Is CPU time relevant to Hyperthreading?

Question 1

It's quite possibly an artefact of how CPU time is measured. A trivial example, if you run a 100 MHz CPU and a 3 GHz CPU for one second each, each will report that it ran for one second. The second CPU might do 30 times more work, but it takes one second.

With hyperthreading, a reasonable (not quite accurate) model would be that one core can run either one task at lets say 2000 MHz, or two tasks at lets say 1200 MHz. Running two tasks it does only 60% of the work per thread, but 120% of the work for both threads together, a 20% improvement. But if the OS asks how many seconds of CPU time was used, the first will report "1 second" after each second on real time, while the second will report "2 seconds".
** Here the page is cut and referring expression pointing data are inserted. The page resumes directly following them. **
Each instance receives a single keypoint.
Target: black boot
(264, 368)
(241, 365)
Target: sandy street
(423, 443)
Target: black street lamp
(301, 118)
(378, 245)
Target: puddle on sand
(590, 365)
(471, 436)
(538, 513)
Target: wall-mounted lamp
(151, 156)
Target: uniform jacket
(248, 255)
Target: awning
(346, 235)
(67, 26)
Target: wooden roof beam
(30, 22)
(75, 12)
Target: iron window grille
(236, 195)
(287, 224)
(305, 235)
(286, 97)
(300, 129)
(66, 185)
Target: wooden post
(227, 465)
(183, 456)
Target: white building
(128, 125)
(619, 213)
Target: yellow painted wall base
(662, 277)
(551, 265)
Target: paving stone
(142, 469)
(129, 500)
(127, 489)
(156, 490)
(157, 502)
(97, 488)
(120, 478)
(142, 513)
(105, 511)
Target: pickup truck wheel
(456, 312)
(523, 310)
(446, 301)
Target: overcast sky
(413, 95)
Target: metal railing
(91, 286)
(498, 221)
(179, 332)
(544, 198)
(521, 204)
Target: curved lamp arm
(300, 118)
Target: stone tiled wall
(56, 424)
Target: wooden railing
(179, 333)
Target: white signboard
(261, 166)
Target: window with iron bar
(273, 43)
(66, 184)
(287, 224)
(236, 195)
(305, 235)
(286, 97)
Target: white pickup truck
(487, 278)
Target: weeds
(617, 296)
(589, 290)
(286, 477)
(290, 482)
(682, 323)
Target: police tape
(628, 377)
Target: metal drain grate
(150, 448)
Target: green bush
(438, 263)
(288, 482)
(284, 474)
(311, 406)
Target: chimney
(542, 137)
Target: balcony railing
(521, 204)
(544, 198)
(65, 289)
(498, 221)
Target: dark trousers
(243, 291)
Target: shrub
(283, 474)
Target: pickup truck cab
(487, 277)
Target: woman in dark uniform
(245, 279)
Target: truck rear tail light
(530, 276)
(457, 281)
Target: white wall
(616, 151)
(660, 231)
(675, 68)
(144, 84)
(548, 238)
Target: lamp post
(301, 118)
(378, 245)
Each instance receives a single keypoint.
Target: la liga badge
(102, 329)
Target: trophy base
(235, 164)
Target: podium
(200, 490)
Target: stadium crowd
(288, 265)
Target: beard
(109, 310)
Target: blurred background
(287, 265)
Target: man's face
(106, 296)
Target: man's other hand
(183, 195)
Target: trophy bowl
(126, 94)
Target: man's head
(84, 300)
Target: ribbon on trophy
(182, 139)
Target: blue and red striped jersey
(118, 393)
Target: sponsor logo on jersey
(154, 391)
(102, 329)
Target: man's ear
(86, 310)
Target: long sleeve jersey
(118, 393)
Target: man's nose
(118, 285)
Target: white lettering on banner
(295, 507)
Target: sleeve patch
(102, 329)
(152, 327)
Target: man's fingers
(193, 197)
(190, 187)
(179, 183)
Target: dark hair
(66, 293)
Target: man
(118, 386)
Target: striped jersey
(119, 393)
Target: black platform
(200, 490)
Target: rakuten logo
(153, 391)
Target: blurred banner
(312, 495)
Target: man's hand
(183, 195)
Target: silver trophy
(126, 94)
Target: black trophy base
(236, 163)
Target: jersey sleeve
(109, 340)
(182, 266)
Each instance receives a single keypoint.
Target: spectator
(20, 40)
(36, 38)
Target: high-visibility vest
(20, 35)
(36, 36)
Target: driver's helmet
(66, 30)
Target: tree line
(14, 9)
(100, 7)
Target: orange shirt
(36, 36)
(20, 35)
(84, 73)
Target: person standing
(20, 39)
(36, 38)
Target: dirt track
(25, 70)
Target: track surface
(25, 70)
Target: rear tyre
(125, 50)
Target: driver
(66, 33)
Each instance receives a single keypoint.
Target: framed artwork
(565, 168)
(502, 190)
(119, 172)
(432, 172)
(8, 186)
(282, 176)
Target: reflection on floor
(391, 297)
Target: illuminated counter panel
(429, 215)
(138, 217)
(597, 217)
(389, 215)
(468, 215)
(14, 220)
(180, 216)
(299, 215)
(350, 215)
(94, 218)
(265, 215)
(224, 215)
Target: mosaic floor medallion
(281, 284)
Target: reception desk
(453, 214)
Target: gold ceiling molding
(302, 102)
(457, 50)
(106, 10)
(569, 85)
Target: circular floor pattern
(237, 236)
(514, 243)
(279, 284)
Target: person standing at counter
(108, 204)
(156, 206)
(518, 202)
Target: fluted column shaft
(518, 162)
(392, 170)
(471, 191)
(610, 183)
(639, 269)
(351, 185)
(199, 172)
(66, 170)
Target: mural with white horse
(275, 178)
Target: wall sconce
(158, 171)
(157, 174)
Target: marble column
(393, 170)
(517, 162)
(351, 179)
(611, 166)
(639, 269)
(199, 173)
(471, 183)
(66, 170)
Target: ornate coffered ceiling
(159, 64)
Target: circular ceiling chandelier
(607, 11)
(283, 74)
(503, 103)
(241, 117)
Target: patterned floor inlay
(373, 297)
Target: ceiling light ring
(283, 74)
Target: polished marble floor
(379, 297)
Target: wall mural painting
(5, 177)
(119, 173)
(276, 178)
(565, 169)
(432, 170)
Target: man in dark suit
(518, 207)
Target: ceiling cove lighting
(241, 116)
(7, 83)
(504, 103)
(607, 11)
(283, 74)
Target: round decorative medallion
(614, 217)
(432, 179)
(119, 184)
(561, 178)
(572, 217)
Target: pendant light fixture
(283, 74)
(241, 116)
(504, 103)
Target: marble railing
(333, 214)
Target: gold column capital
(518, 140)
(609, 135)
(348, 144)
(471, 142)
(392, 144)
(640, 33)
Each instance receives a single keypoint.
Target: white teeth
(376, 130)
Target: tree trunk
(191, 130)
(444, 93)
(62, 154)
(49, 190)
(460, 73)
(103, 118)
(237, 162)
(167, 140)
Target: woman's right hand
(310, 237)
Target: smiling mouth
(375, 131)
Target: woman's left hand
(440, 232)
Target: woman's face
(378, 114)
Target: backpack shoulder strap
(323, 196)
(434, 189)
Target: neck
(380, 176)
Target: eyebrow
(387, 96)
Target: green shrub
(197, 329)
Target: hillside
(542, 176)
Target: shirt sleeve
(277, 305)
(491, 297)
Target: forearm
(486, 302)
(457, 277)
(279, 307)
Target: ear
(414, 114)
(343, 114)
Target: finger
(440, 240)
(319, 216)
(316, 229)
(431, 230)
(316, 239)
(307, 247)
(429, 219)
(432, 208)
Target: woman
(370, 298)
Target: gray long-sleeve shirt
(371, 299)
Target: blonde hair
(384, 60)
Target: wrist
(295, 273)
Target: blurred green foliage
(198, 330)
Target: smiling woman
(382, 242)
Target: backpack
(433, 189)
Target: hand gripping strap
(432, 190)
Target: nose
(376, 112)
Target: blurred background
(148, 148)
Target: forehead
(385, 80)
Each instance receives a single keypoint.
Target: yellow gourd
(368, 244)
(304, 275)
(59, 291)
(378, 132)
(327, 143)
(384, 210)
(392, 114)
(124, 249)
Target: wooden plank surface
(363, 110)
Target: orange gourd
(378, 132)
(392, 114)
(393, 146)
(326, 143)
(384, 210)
So the reported CPU time goes up. If it less than doubles, overall performance is improved.

Question 2

Quick question - are you running the genuine time program /usr/bin/time, or the built in bash command of the same name? I'm not sure that matters, they look very similar.
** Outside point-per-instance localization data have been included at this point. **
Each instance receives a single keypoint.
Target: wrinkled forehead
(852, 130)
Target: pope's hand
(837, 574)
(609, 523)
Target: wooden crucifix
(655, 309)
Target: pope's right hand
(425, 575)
Looking at your table of numbers I sense that the processed data set (ie input plus all the out data) is reasonably large overall (bigger than L2 cache), and that the processing per data item is not that lengthy.
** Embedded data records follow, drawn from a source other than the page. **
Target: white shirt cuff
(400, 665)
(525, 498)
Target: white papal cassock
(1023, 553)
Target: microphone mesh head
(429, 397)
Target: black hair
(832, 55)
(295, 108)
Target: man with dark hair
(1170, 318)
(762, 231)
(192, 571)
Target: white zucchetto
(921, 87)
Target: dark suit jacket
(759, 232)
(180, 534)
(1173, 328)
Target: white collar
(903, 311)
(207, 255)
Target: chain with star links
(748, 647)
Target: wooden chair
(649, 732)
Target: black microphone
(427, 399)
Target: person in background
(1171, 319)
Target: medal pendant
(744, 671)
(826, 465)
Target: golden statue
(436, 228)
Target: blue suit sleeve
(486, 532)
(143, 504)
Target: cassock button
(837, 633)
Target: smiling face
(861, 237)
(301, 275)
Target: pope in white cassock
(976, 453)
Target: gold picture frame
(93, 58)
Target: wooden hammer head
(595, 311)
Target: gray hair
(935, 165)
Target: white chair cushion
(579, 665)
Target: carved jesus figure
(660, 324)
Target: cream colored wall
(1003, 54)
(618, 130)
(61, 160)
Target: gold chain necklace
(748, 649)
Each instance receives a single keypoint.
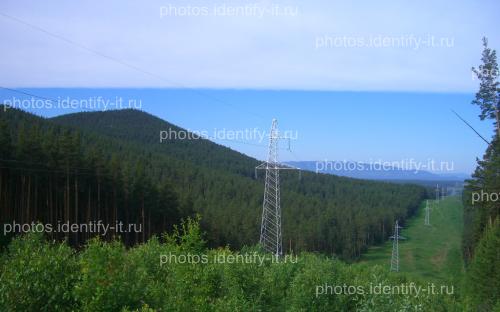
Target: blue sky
(313, 45)
(407, 64)
(352, 126)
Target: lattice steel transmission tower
(395, 247)
(427, 214)
(270, 230)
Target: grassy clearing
(432, 253)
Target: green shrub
(37, 275)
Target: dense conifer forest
(111, 166)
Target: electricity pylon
(395, 247)
(427, 214)
(270, 230)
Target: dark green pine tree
(488, 96)
(484, 271)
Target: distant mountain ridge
(219, 183)
(375, 171)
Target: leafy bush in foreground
(105, 276)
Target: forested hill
(112, 163)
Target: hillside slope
(431, 252)
(320, 212)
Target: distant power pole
(395, 248)
(270, 230)
(427, 214)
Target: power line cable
(123, 63)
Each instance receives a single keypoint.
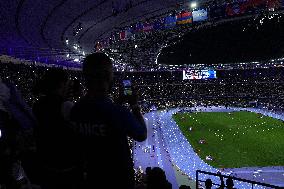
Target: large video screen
(199, 74)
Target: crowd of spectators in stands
(259, 87)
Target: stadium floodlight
(193, 5)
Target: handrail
(234, 178)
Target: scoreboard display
(199, 74)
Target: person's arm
(136, 111)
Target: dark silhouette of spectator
(16, 136)
(184, 187)
(222, 186)
(104, 128)
(230, 183)
(157, 179)
(208, 184)
(59, 161)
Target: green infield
(236, 139)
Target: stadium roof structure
(44, 29)
(64, 31)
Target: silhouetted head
(208, 183)
(230, 183)
(97, 70)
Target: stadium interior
(209, 75)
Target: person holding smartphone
(103, 127)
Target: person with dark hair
(104, 127)
(208, 184)
(57, 152)
(184, 187)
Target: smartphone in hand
(127, 88)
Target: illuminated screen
(199, 74)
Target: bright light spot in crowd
(193, 5)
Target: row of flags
(186, 17)
(182, 18)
The numbers show a nearly linear improvement from 1 to 2 cores, but that is tailing off significantly by the time you're using 4 cores. The hyoerthreaded cores are adding virtually nothing. This means that something shared is being contended for. Your program has free running threads, so that thing can only be memory (L3 cache and main memory on the i7).

This sounds like a typical example of being I/O bound rather than compute bound, the I/O in this case being to/from L3 cache and main memory. L2 cache is 256k, so I'm guessing that the size of your input data plus one set of results and all intermediate arrays is bigger than 256k.

Am I near the mark?

Generally speaking when considering how many threads to use you have to take shared cache and memory speeds and data set sizes into account. That can be a right be a right bugger because you have to work it out at run time, which is a lot of programming effort (unless your hardware config is fixed).